Tips: Wie sehen die Erfahrungen aus? Werden die Online Angebote viel und gerne genutzt?
Leonhartsberger: Wir nehmen wahr, dass die virtuelle Teilnahme sich innerhalb kürzester Zeit stark erhöht hat und sich die „Angebote“ schneller und effizienter verbreiten. Die Menschen verbringen mehr Zeit im virtuellen Raum und hier muss man sie auch verstärkt abholen. Die Unsicherheiten erkennen wir eher beim realen „Besuch“ vor Ort, auch dieser wieder möglich ist.
Tips: Die neue Ausstellung „Fragment Form Raum“ soll Ende Jänner starten, allerdings ohne Vernissage als Eröffnung. Wird man auch dafür vermehrt auf einen Online-Auftritt setzen?

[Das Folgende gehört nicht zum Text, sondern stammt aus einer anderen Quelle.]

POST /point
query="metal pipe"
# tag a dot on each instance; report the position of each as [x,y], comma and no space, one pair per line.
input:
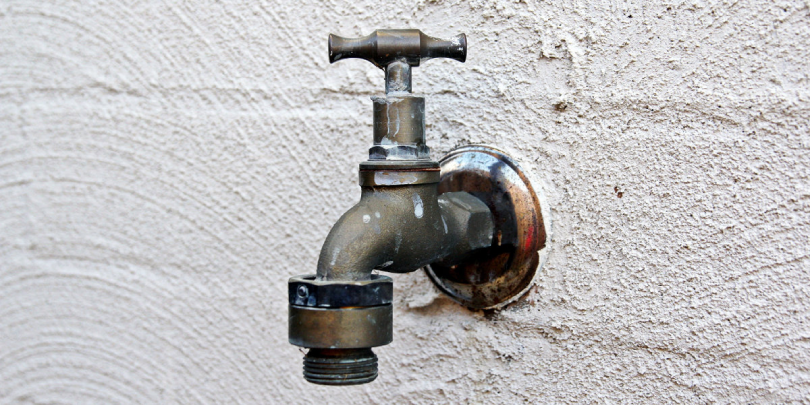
[402,228]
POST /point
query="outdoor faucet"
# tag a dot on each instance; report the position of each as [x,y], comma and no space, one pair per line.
[474,225]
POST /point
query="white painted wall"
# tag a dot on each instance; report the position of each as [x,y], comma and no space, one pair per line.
[164,168]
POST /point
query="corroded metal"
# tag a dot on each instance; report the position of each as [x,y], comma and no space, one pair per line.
[400,224]
[383,47]
[309,291]
[341,328]
[340,366]
[487,277]
[399,128]
[399,229]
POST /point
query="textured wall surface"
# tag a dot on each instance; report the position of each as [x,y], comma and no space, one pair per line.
[164,168]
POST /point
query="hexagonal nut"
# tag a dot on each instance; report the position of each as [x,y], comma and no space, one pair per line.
[398,152]
[472,216]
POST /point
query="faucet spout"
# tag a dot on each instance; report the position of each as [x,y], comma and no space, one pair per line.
[399,229]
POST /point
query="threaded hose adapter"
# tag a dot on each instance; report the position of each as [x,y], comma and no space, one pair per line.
[340,366]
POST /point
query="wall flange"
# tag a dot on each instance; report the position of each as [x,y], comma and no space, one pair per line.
[490,277]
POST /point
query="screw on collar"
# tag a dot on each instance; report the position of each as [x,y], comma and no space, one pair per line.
[396,51]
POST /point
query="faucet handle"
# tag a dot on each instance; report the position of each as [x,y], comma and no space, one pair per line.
[383,47]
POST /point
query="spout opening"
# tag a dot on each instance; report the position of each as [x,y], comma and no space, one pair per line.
[340,366]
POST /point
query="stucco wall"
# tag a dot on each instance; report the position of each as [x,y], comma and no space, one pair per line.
[164,168]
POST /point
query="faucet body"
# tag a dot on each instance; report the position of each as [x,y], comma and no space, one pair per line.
[399,229]
[400,224]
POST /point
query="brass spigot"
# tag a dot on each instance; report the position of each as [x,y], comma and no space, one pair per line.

Leonhartsberger: Aufgrund des aktuellen Lockdowns müssen wir die Ausstellungsöffnung mit den Künstlerinnen Petra Sandner, Ekaterina Fischnaller und Katharina Acht in der 44er Galerie, auf Donnerstag, 28. Jänner, verschieben. Natürlich werden wir auch diese Ausstellung mit umfassenden digitalen Angeboten ergänzen. Einerseits um einen sicheren Besuch in wenig planbaren Zeiten zu ermöglichen und andererseits um auch die Künstlerinnen und ihre Werke entsprechend zu präsentieren und in den Vordergrund zu stellen. Welche Arten der Online-Vermittlung das sein werden, kann dann von Jeder und Jedem selbst erforscht werden.
Tips: Kam der „Anstoß“ vielleicht auch gerade zur rechten Zeit und man kann mit Online Angeboten auch in der Zeit nach Corona einen Mehrwert für Kulturbegeisterte Menschen schaffen?

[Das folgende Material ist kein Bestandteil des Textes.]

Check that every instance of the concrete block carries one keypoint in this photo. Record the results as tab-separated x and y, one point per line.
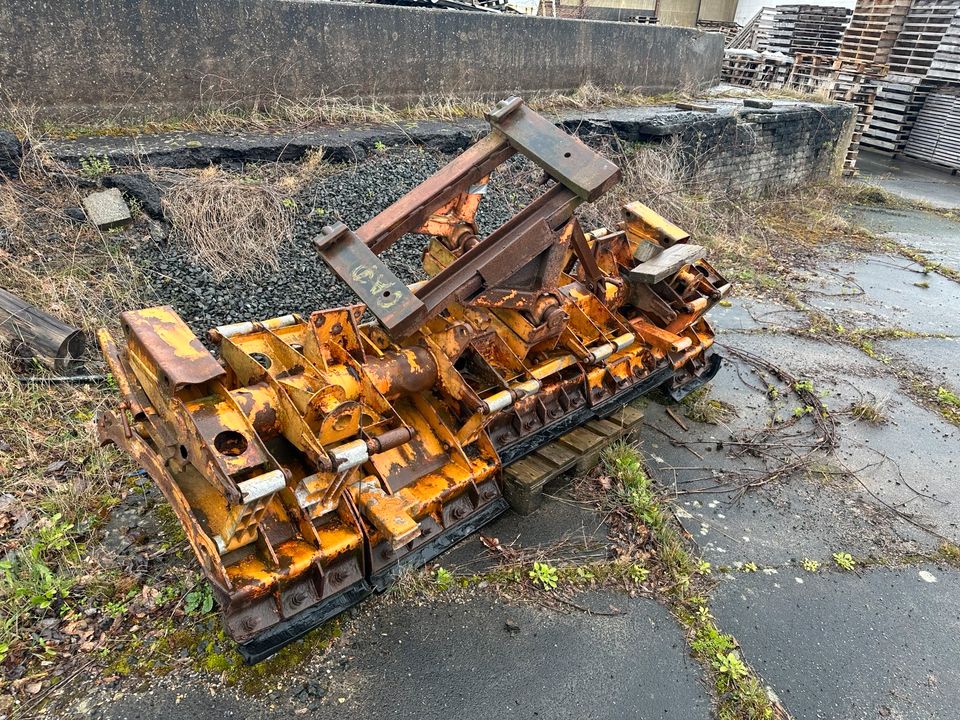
107	209
10	151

Leonhartsberger: Wie gesagt beschreiten wir schon seit Jahren im Kulturbereich den Weg hin zum Virtuellen. Heuer war man sicherlich stärker gefordert, neue Möglichkeiten zu finden, um den Menschen trotz der schwierigen Umstände Kunst und Kultur näher zu bringen. Die neuen Lösungen sollten jedenfalls als Inspiration für die Zukunft gesehen und ins weitere Tun integriert werden. Auch wenn das Jahr herausfordernd war und die Umstellung für alle mühsam ist, kann man das Beste daraus machen und sollte offen sein für Veränderung. Wie die Zukunft „nach der Pandemie“ aussieht weiß keiner. Meines Erachtens kann der Weg nur der sein, weiterhin offen und kreativ zu sein, um Menschen weiterhin Kunst und Kultur näher zu bringen. Und im Falle einer wieder einkehrenden „Normalität“ können wir die Erfahrungen dieser Zeit produktiv nutzen.